The Emotion Aid is a wearable device that communicates its user’s emotions
Many people (especially those with autism spectrum disorder) have difficulty communicating with others around them. That is always a challenge, but becomes particularly noticeable when one cannot convey their emotions through body language. If someone can’t show that they’re not in the mood to talk, that may lead to confusing interactions. To help people express their emotions, University of Stuttgart students Clara Blum and Mohammad Jafari came up with this wearable device that makes them obvious.
The aptly named Emotion Aid sits on the user’s shoulders like a small backpack. The prototype was designed to attach to a bra, but it could be tweaked to be worn by those who don’t use bras. It has two functions: detecting the user’s emotions and communicating those emotions. It uses an array of different sensors to detect biometric indicators, such as temperature, pulse, and sweat, to try and determine the user’s emotional state. It then conveys that emotional state to the surrounding world with an actuated fan-like apparatus.

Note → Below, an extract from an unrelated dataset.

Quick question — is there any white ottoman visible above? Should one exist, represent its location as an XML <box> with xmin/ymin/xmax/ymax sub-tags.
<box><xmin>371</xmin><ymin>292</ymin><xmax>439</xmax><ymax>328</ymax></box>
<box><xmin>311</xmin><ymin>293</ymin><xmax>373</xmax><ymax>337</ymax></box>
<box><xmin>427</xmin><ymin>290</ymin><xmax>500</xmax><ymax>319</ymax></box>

An Arduino Uno Rev3 handles these functions. Input comes from a capacitive moisture sensor, a temperature sensor, and a pulse sensor. The Arduino actuates the fan mechanism using a small hobby servo motor. Power comes from a 9V battery. The assembly process is highly dependent on the way the device is to be worn, but the write-up illustrates how to attach the various sensors to a bra. There are many possible variations, so the creators of the Emotion Aid encourage people to experiment with the idea.